Setiap yang lezat, enak, itu digandrungi, disenangi dan dicintai. Maksud dari kata “dicintai atau disenangi” adalah, jiwa cenderung kepadanya atau digandrungi oleh jiwa. Kecenderungan yang amat kuat disebut keasyikan cinta.
Maksud dan kata “dibenci” adalah, jiwa berpaling darinya, tidak menyenanginya, karena menjemukan dan menyakitkan. Rasa benci atau keberpalingan yang amat sangat, disebut dendam.
Segala sesuatu yang Anda rasakan dengan segenap indera dan perasaan bisa selaras dengan perasaan Anda, dan itu adalah sesuatu yang menyenangkan. Sebaliknya, yang bertentangan dengan indera, selera dan perasaan Anda, itu adalah sesuatu yang menyakitkan. Atau tidak sesuai, ataupun tidak bertentangan dengan indera, atau selera Anda, itu adalah sesuatu yang tidak menyenangkan dan tidak pula menyakitkan. Setiap yang menyenangkan pasti disukai, artinya, jiwa yang terasang olehnya pasti cenderung dan menggandrunginya. Dan itu tidaklah mustahil.
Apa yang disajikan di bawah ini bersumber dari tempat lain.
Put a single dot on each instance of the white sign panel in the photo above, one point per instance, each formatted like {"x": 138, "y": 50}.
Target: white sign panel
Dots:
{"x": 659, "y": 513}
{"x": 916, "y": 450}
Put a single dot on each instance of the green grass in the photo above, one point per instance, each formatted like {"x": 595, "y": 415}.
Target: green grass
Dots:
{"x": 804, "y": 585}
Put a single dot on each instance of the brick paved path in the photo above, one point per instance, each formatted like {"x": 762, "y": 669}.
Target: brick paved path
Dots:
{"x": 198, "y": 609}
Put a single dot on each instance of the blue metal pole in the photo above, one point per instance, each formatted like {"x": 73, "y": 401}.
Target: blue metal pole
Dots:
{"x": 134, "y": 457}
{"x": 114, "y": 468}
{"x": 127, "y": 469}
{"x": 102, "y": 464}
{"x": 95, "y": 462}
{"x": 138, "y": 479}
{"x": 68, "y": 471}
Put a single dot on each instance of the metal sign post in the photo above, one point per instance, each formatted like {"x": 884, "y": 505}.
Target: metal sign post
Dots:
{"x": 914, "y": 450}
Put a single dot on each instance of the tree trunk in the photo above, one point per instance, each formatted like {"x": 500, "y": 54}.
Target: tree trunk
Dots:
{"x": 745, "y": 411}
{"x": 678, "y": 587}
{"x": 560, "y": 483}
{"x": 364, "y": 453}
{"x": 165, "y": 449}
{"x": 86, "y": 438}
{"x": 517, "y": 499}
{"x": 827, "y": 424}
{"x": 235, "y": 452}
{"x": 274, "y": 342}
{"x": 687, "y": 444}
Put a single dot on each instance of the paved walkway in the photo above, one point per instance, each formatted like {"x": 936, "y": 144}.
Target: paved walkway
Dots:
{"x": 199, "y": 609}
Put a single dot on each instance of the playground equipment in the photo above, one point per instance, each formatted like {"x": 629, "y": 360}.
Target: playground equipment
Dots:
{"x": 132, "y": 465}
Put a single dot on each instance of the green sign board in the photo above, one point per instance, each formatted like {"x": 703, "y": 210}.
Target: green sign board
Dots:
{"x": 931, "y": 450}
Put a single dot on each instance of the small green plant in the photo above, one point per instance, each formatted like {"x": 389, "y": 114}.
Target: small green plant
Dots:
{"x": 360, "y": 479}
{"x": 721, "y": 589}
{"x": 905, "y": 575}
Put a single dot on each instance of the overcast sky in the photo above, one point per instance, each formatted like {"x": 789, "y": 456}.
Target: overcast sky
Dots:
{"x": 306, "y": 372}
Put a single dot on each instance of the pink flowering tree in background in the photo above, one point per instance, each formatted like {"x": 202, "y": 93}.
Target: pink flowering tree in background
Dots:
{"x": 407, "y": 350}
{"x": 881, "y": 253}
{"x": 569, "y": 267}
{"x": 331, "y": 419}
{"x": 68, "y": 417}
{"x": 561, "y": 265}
Senang atau enak itu mengikuti indera, sedangkan indera itu terdiri dari dua macam: Indera lahir dan batin.
Indera lahir adalah pancaindera. Sudah barangtentu kelezatan mata itu adalah ketika melihat keindahan-keindahan, kelezatan yang dirasakan oleh telinga ketika mendengarkan alunan melodi yang indah, sedangkan kelezatan rasa dan penciuman adalah ketika merasakan makanan dan bau yang cocok. Sementara, kelezatan yang dirasakan oleh organ-organ tubuh lainnya, ketika mengenakan sesuatu yang halus lagi menyenangkan. Semua itu disenangi jiwa, atau jiwa itu gandrung kepadanya.
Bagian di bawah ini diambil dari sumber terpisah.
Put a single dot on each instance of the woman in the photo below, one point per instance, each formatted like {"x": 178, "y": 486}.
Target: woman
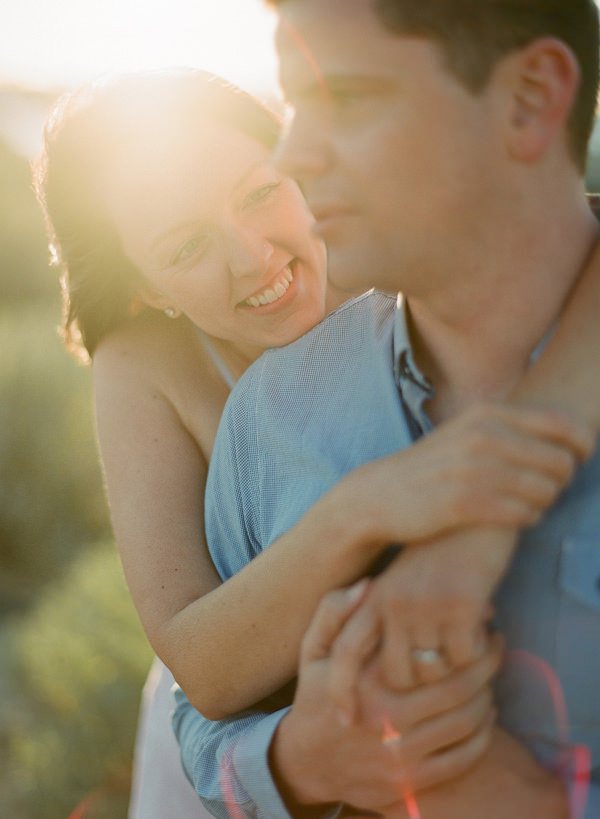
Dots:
{"x": 161, "y": 201}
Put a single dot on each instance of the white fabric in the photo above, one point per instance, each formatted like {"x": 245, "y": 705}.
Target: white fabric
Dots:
{"x": 160, "y": 789}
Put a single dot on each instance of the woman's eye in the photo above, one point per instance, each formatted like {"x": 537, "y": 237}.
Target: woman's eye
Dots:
{"x": 260, "y": 194}
{"x": 190, "y": 248}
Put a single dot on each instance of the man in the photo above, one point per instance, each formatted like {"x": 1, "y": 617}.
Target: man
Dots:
{"x": 441, "y": 147}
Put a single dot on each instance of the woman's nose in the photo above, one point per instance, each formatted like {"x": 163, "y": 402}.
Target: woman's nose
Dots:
{"x": 249, "y": 254}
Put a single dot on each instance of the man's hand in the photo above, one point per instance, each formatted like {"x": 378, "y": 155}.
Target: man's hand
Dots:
{"x": 426, "y": 736}
{"x": 506, "y": 783}
{"x": 433, "y": 596}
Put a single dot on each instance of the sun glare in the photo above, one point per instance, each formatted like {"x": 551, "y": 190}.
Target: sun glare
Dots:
{"x": 65, "y": 42}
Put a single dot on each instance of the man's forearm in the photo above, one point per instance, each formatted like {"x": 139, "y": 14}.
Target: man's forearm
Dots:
{"x": 507, "y": 783}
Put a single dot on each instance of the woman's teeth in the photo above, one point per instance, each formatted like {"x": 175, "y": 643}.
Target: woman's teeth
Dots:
{"x": 273, "y": 293}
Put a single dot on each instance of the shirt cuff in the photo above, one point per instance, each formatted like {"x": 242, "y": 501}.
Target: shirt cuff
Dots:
{"x": 251, "y": 764}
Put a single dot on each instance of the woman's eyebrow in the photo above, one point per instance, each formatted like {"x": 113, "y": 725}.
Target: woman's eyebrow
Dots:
{"x": 246, "y": 175}
{"x": 182, "y": 227}
{"x": 187, "y": 225}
Indera batin adalah kehalusan (lathifah) yang terdapat di dalam kalbu; kadang-kadang disebut akal-budi, kadang-kadang disebut cahaya, dan terkadang pula disebut indera keenam.
Anda tidak perlu menilik dari kata-kata tersebut, sebab Anda akan mendapatkan kesulitan, tapi perhatikanlah sabda Rasulullah Saw. berikut ini:"Ada tiga perkara duniawi kalian yang disenangkan kepadaku (aku menyenanginya), yaitu: wewangian, wanita, dan hal yang paling menyenangkan bagiku, ketika salat.”
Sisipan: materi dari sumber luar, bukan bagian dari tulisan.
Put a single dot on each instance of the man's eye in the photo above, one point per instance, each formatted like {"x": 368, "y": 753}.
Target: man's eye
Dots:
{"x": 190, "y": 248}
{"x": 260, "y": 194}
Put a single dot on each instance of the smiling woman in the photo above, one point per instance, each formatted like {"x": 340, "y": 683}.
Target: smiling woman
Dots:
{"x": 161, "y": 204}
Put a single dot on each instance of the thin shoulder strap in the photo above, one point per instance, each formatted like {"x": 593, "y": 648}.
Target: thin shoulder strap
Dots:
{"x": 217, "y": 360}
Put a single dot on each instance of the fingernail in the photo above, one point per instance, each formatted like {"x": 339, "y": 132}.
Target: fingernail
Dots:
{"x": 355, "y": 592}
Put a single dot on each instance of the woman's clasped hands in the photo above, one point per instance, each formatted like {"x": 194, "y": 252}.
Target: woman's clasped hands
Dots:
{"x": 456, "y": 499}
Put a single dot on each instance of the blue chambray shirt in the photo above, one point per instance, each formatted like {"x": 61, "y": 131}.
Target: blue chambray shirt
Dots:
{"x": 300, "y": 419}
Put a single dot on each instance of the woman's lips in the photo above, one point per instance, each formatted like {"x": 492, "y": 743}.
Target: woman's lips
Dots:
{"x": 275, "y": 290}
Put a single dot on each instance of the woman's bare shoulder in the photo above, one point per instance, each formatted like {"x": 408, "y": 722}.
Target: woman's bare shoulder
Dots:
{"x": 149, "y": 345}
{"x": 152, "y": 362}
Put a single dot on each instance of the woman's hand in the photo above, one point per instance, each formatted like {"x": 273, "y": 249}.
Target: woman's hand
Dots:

Anda tahu, bahwa pada wewangian dan wanita terdapat unsur untuk disentuh, dicium dan dipandang. Sedangkan apa yang terdapat dalam salat tidak dapat dirasakan atau diindera oleh pancaindera, tapi hanya dapat dirasakan atau diindera oleh indera keenam yang terdapat dalam kalbu. Apa yang dirasakan dalam salat tidak dapat diindera oleh orang yang tidak memiliki kalbu, sebab Allah Swt. itu tertutup antara seseorang dan kalbunya.
Orang yang merasakan kelezatan hanya terbatas dengan pancainderanya, dia itu adalah binatang, sebab binatang itu merasakan hanya dengan pancaindera semata, sementara keistimewaan manusia dan binatang adalah dibedakan dengan mata batin (al-bashiratul hatinah).Kelezatan yang dirasakan oleh indera lahir terjadi pada bentuk keindahan lahiriah, sedangkan kelezatan yang dirasakan oleh indera batin (ruhani) terjadi pada bentuk keindahan ruhani (batin).